What that does is allow a pool of around 15 or more players to be
fit and ready to represent the team without any apparent reduction
in team strength; the policy also prevents players from becoming
jaded or complacent, and it also gives the selectors a better sense
of which players are in their best form.
It is risky, I think, with the World Cup 10 months away, to be concentrating
on such a small unit of players.
I may be wrong but it seems the selectors have already made up their
minds which of the West Indies players will be playing next year.
This goes against the grain, sports fans.
I am still hopeful the West Indies selectors, aware of the fact
that we have to select players with the future in mind (Sven Erickson
picked 17-year-old Theo Walcott for the 2006 FIFA World Cup without
the teenager playing a Premiership match for Arsenal), could give
an opportunity to someone like a Rishi Bachan, arguably one of the
most promising young spinners in the region at the moment.
In the recent past, the precedent was set by selecting Ravi Rampaul
to the senior team as a teenager with very little first class experience,
and they did the same thing with exciting Jamaican opening batsman
Xavier Marshall, although that has proven to be a retrograde step
in Marshall’s career.
The left-arm orthodox spinner is often a difficult bowling proposition
in the ODI game; Daniel Vettori has been a rock for New Zealand
for years, while others, like Sri Lanka’s Sanath Jayasuriya
and England’s Ashley Giles have been quite effective, so I
am backing Bachan to “do the business”, once he gets
an opportunity.
One would think that the dry West Indies pitches are quite likely
going to be helpful to spin bowlers, so it may be worth the investment
giving young Bachan a “go”, as he is, in my opinion,
the best spin prospect in the region for the One-Day game.
What really is the sense calling Dave Mohammed when we know he is
not going to be bowling his left arm wrist spin to the best batsmen
in the World Cup.
Brian Lara may be an innovative captain, maybe even a daring captain,
but he would have to be completely off his rocker to throw Mohammed
in against the likes of Sachin Tendulkar and Ricky Ponting.
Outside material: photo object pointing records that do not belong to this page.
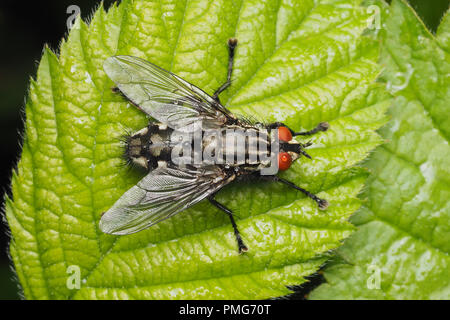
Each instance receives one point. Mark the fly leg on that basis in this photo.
(323, 126)
(322, 203)
(241, 245)
(232, 43)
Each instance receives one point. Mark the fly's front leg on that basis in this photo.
(242, 247)
(323, 126)
(322, 203)
(232, 43)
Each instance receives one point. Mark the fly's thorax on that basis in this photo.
(233, 145)
(148, 146)
(249, 148)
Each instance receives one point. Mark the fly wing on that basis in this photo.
(161, 194)
(163, 95)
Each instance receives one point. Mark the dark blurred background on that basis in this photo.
(24, 29)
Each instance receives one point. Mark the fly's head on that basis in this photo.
(290, 150)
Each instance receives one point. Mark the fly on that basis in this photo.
(172, 185)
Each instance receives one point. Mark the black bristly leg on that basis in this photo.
(242, 247)
(232, 43)
(322, 203)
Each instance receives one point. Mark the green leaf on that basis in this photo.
(300, 62)
(403, 241)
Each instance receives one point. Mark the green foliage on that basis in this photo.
(300, 62)
(404, 227)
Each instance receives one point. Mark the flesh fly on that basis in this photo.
(189, 125)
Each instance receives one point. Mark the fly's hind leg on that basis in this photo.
(242, 247)
(232, 43)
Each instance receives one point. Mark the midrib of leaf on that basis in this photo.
(106, 244)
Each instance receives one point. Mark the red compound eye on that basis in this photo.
(284, 134)
(284, 161)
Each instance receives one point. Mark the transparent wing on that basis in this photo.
(161, 194)
(163, 95)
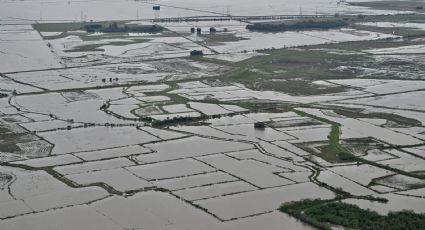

I know Mohammed took a heap of wickets in the regional tournament
but we are talking about the super high intensity of one-day internationals,
quite a different kettle of fish to the Windward Islands against
Trinidad and Tobago at Guaracara Park.
Winning matches must be the priority now, I agree, but the West
Indies has to mix that with the need to blood a group of players
for international cricket.
If we stick to too small a group of players, we face the risk of
a run of bad form or an unexpected injury with a couple of players
upsetting the make-up of the team.
The West Indies players need to be fit and ready to face the best
teams in the world with a nucleus of players whose skills have been
honed for limited overs cricket; with a slice or two of luck, the
West Indies team may yet surprise the world again.